A Season of Injuries, Underperformance
Saturday, August 2, 2008
In a six-week span last winter, D.C. United's decision-makers made a series of moves that they firmly believed would enhance the club's prospects in both MLS and international competition.
They signed a famous Argentine playmaker to replace a departing league MVP, added two South American defenders and acquired an undersize forward with overachieving traits. They traded for a promising goalkeeper and picked up a young backup to compete for the starting job.
The renovations would need time to take hold, club officials cautioned, but by the summer, new-look United would be back to its old winning ways.
Six months later, after two tournament failures, a turbulent first half of the regular season, several injuries and inadequate performances by some of the recruits, United is in the process of renewing its roster again.
Honduran midfielder-defender Ivan Guerrero was the first major acquisition, obtained from San Jose on Thursday. A goalie is expected soon and other signings and trades are likely.

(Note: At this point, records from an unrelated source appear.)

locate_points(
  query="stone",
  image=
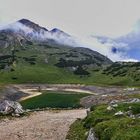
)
(10, 107)
(109, 108)
(91, 135)
(115, 105)
(120, 113)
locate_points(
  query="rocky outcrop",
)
(10, 107)
(91, 135)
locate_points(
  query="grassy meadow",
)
(106, 125)
(54, 100)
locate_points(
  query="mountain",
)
(34, 33)
(30, 53)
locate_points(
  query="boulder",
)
(10, 107)
(110, 108)
(120, 113)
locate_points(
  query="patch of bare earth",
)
(42, 125)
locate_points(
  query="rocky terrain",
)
(44, 125)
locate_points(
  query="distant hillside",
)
(30, 53)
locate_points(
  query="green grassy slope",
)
(54, 100)
(107, 126)
(37, 64)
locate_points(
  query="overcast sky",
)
(82, 17)
(77, 17)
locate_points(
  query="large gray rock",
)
(91, 135)
(10, 107)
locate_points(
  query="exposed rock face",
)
(91, 135)
(10, 107)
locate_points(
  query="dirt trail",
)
(42, 125)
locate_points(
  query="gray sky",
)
(79, 17)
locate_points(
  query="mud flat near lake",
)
(41, 125)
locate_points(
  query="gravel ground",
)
(42, 125)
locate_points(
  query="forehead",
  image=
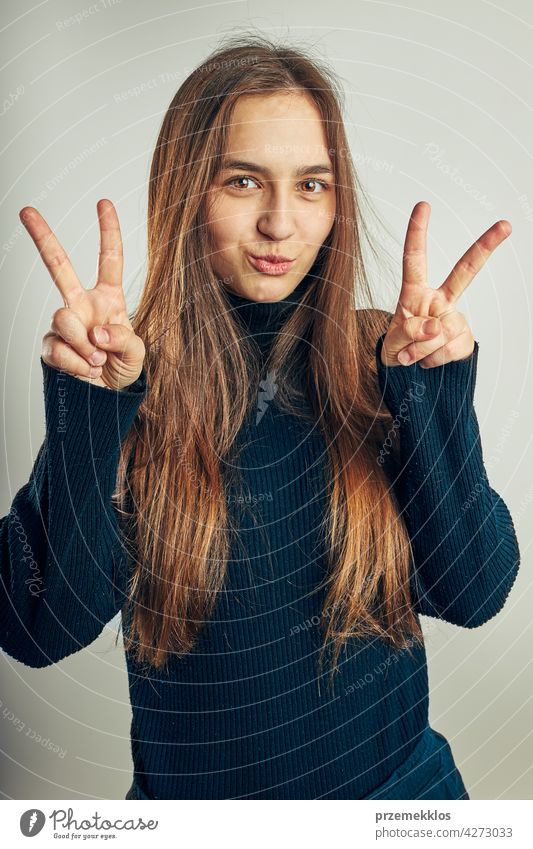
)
(277, 130)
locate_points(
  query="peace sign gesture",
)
(426, 326)
(91, 337)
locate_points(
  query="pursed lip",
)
(272, 258)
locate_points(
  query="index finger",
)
(415, 247)
(474, 259)
(52, 253)
(110, 258)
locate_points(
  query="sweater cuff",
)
(451, 384)
(79, 412)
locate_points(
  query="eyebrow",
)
(242, 165)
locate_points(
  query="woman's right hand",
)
(73, 344)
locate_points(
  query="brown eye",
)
(316, 183)
(236, 179)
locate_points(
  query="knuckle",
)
(58, 258)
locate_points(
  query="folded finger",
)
(67, 325)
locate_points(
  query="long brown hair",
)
(201, 372)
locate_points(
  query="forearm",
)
(59, 543)
(465, 548)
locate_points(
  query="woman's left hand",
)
(449, 337)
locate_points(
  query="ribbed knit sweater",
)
(243, 715)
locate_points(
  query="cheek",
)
(318, 224)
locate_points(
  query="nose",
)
(276, 218)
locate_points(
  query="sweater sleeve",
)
(60, 556)
(465, 549)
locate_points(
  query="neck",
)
(263, 319)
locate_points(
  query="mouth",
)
(271, 263)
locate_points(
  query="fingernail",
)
(430, 326)
(101, 335)
(97, 358)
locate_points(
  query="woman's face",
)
(278, 200)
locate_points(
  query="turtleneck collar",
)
(263, 319)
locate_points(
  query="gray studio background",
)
(439, 108)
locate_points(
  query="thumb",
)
(415, 329)
(120, 340)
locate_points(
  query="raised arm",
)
(466, 553)
(59, 543)
(61, 562)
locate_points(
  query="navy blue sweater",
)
(243, 715)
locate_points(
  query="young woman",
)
(269, 480)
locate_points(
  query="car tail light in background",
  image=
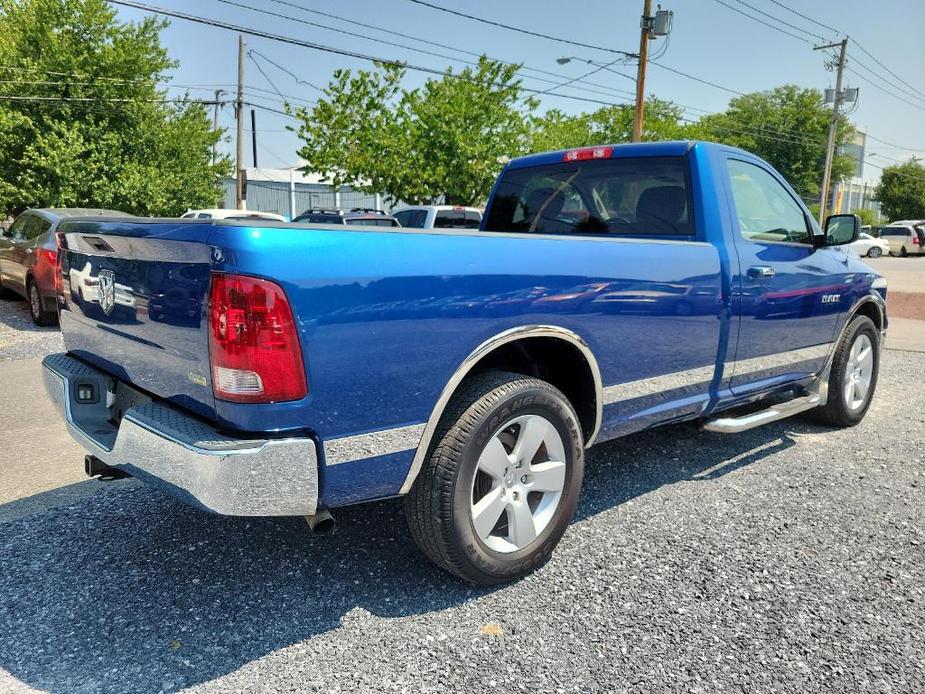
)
(253, 342)
(588, 153)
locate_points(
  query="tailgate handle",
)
(98, 244)
(758, 271)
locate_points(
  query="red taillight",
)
(253, 342)
(588, 153)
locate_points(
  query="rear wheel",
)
(502, 481)
(40, 316)
(853, 377)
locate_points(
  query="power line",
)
(698, 79)
(329, 49)
(579, 78)
(289, 72)
(856, 43)
(392, 44)
(781, 21)
(428, 42)
(104, 99)
(523, 31)
(761, 21)
(808, 19)
(867, 53)
(920, 107)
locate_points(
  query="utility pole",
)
(652, 26)
(641, 71)
(830, 150)
(218, 105)
(254, 134)
(239, 113)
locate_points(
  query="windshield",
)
(633, 195)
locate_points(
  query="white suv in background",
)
(439, 217)
(232, 214)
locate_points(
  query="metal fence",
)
(280, 196)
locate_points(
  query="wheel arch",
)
(529, 350)
(872, 306)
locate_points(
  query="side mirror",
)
(839, 230)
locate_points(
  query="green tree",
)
(83, 121)
(788, 127)
(444, 141)
(901, 191)
(606, 125)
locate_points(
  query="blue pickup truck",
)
(282, 369)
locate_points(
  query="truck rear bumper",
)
(165, 446)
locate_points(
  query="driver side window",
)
(765, 210)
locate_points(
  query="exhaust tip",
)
(322, 522)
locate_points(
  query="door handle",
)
(759, 271)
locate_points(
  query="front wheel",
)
(500, 485)
(853, 376)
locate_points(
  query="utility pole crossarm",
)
(239, 113)
(641, 71)
(833, 127)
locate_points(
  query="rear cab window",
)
(456, 219)
(413, 219)
(765, 211)
(627, 196)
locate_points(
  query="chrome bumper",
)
(164, 446)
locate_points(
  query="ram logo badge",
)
(107, 291)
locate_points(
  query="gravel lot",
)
(20, 338)
(790, 558)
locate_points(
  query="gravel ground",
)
(786, 559)
(20, 338)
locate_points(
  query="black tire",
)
(438, 507)
(837, 411)
(7, 293)
(37, 311)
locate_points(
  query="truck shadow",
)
(129, 590)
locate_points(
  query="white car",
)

"I've said we are going to make changes and we continue to have other things going on," Coach Tom Soehn said this week as United (7-8-1) prepared for tonight's match against the Kansas City Wizards (5-5-7) at RFK Stadium. "We want to make ourselves better."

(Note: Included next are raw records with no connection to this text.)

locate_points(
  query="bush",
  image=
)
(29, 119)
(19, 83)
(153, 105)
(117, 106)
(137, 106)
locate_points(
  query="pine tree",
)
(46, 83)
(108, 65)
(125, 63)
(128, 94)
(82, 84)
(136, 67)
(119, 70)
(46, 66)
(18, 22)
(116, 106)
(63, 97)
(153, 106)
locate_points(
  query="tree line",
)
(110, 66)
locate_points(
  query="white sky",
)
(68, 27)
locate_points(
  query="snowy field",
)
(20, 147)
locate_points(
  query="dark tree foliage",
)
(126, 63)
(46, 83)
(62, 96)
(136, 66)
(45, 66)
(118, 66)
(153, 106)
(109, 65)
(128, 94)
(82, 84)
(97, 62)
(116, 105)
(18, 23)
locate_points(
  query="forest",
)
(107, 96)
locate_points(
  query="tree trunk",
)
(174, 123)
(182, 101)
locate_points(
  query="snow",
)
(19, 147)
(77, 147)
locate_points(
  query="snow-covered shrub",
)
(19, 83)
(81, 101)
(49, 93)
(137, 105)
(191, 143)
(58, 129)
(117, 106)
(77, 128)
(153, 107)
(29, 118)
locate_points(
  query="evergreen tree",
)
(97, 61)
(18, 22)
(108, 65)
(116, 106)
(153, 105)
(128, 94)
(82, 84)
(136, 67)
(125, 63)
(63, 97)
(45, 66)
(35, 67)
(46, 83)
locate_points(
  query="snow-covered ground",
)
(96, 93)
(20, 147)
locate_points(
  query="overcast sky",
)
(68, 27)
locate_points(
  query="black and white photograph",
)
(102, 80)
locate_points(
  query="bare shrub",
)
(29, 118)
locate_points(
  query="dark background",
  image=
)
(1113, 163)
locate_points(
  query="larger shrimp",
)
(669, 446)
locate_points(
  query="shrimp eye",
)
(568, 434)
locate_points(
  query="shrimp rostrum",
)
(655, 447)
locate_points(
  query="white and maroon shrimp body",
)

United is hunting for a goalie because starter Zach Wells, acquired from Houston for defender Bobby Boswell in December, has not met expectations and reserve José Carvallo, on loan from a Peruvian team since January, was waived after one regular season appearance.
Franco Niell, a 5-foot-4 forward, was also a bust and sent home to Argentina. First-year defenders Gonzalo Peralta and Gonzalo Martínez have been very good at times, deficient at others. And the priciest import, two-time World Cup player Marcelo Gallardo, had finally begun to make a consistent impact when he was sidelined for all of July with a sports hernia.
"Would we have done anything differently? No," General Manager Dave Kasper said, reflecting on the winter moves. "It's always a hard adjustment coming to a new team, a new league, a new culture. There will be players who just don't adjust, for whatever reason."
In the opinion of some officials from other teams, who did not want to be identified, United took a risk by introducing so many new players. "Look at Houston and New England," an official said of the MLS Cup finalists the past two years. "They have had the same group together for a long time, guys who know each other and understand each other. When you run out and sign a bunch of international players all at once, you just don't know what you are going to get."
What United got the first few months was an incoherent attack and a flawed defense, resulting in two victories in the first nine MLS matches. The club found a rhythm in June, building a six-game unbeaten streak, but injuries to several regulars forced Soehn to turn to secondary players who, in turn, did not perform well.
"There are not many teams that can get through a period like that. I know we can't," said Soehn, whose club's current four-game home losing streak is the longest in club history.